En marzo, y con respecto a febrero, la Canasta Básica Total (CBT, que establece el umbral de pobreza) creció 3,6%, mientras que acumuló un alza del 9,5% en el primer trimestre del año. Al comparar con igual mes del año pasado, la suba acumulada es del 28,9%. En cuanto a la Canasta Básica Alimentaria (CBA, línea de indigencia), la suba mensual fue del 5,8%, la trimestral del 12,5% y la internaual trepó el 29,9%.
A modo de referencia, en marzo del año pasado la CBT para un adulto costaba $312.334; en diciembre pasado $367.640; y en febrero $388.824.
La Usina de Datos entendió que la suba en la Canasta Básica Alimentaria estuvo impulsada por el aumento de algunos productos frescos, como raíces y tubérculos (+63,7%) y verduras y hortalizas (+37%). En cambio, aceites y grasas bajaron un 1,5%; las frutas se desplomaron un 20,1%; y las legumbres un 8,2%.
En menor medida, también subieron azúcares y dulces (7,5%), bebidas y jugos (1,4%), carnes (3,3%), cereales y derivados (1,2%), condimentos (2,9%), huevos (5,6%), lácteos (0,2%) y pan (4,1%).
“Marzo estuvo marcado por un aumento generalizado en los precios de alimentos frescos, lo que impulsó fuertemente la CBA, impactando significativamente sobre la CBT. Esto indica que el peso de los alimentos en el consumo total aumentó, fenómeno que suele observarse en contextos inflacionarios, especialmente en los hogares de menores ingresos”, apuntó el estudio.
Impacto en los hogares
En el caso de una familia de referencia -integrada por dos adultos y dos menores, propietarios de una vivienda- en el tercer mes del año se requirieron $1.198.406 para cubrir la Canasta Básica Total (CBT) y $458.526 para saldar las necesidades alimentarias.

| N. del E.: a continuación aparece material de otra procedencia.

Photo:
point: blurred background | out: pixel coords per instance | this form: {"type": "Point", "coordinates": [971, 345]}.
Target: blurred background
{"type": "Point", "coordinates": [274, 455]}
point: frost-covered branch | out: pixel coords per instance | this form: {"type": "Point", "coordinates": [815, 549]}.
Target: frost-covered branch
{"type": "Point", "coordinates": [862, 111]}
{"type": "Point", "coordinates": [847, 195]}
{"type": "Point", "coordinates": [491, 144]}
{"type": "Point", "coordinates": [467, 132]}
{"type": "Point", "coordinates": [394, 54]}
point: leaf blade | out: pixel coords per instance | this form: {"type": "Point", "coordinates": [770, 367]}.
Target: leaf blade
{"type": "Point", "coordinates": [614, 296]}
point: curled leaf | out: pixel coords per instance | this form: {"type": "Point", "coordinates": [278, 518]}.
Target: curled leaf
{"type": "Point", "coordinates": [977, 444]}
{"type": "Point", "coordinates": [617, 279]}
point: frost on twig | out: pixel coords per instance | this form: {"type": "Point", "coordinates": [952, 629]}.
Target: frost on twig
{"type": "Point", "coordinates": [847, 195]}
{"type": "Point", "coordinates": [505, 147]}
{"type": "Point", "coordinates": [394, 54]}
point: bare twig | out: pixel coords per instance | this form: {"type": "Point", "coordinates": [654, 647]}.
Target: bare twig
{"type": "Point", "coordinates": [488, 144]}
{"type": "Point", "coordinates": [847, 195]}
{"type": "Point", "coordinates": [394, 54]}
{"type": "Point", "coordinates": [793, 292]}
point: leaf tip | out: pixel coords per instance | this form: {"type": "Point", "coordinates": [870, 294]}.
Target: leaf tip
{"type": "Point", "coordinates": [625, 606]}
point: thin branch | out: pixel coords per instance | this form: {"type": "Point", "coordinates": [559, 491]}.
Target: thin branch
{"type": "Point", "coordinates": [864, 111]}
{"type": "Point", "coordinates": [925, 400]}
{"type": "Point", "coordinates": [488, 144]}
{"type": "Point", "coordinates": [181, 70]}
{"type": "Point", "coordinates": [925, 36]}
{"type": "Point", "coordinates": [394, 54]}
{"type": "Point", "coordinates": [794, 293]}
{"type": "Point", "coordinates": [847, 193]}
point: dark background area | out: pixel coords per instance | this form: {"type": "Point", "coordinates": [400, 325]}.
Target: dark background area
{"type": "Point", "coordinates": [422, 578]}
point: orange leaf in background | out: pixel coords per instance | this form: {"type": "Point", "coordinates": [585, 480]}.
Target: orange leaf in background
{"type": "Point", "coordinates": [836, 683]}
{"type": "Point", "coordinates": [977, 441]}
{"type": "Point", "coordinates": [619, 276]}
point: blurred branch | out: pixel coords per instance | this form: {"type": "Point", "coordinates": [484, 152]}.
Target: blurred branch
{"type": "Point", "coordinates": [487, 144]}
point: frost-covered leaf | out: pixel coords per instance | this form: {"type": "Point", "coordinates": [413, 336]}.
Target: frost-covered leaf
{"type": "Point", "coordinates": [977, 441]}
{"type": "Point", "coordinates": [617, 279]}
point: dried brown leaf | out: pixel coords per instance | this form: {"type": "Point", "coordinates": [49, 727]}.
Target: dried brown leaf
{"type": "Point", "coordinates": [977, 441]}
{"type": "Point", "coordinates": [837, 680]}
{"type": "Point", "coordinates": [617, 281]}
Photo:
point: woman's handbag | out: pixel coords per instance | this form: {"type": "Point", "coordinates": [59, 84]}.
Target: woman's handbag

Pero además de un adulto sólo y una familia tipo, la Usina de Datos contempló tres tipos de hogares más: uno conformado por un adulto y dos menores -no propietarios- necesitó en marzo $973.835 para cubrir la Canasta Básica y $319.936 para pagar la Canasta Alimentaria; para una pareja de jubilados, estos montos fueron de $583.477 y $221.154; mientras que un grupo conformado por un adulto y un adolescente necesitó $915.966 para no ser pobre y $300.770 para no caer en la indigencia.
¿Cuáles fueron los mayores gastos?
El informe señaló que el mayor gasto -tanto de un adulto sólo como de una familia- estuvo en alimentos y bebidas, donde se llegó a destinar cerca del 30% de los ingresos. El transporte y las comunicaciones representaron entre el 15% y el 20% de los gastos; mientras que entre el 10% y el 20% del dinero se destinó a pagar gastos de vivienda y servicios básicos.
“Los hogares no propietarios destinan una proporción mayor de su gasto total al rubro ‘Vivienda y Servicios’ (26,7%) que los propietarios (10,4%). En contraste, los hogares propietarios destinan un mayor porcentaje a ‘Alimentos y bebidas’. Los hogares con menores de 18 años destinan un 4,2% del gasto a educación frente al 1,2% en hogares sin menores. En contraposición, el gasto en salud en hogares con niños y niñas es menor en comparación a aquellos integrados solo por mayores de edad”, indicó el informe.
Y añadió: “En hogares con personas mayores de 65 años, el gasto en salud asciende a 10,5% comparado con el 5,5% en el resto de los hogares. En cambio el gasto en educación es significativamente menor, 0,8% frente al 3,3% en hogares sin mayores”.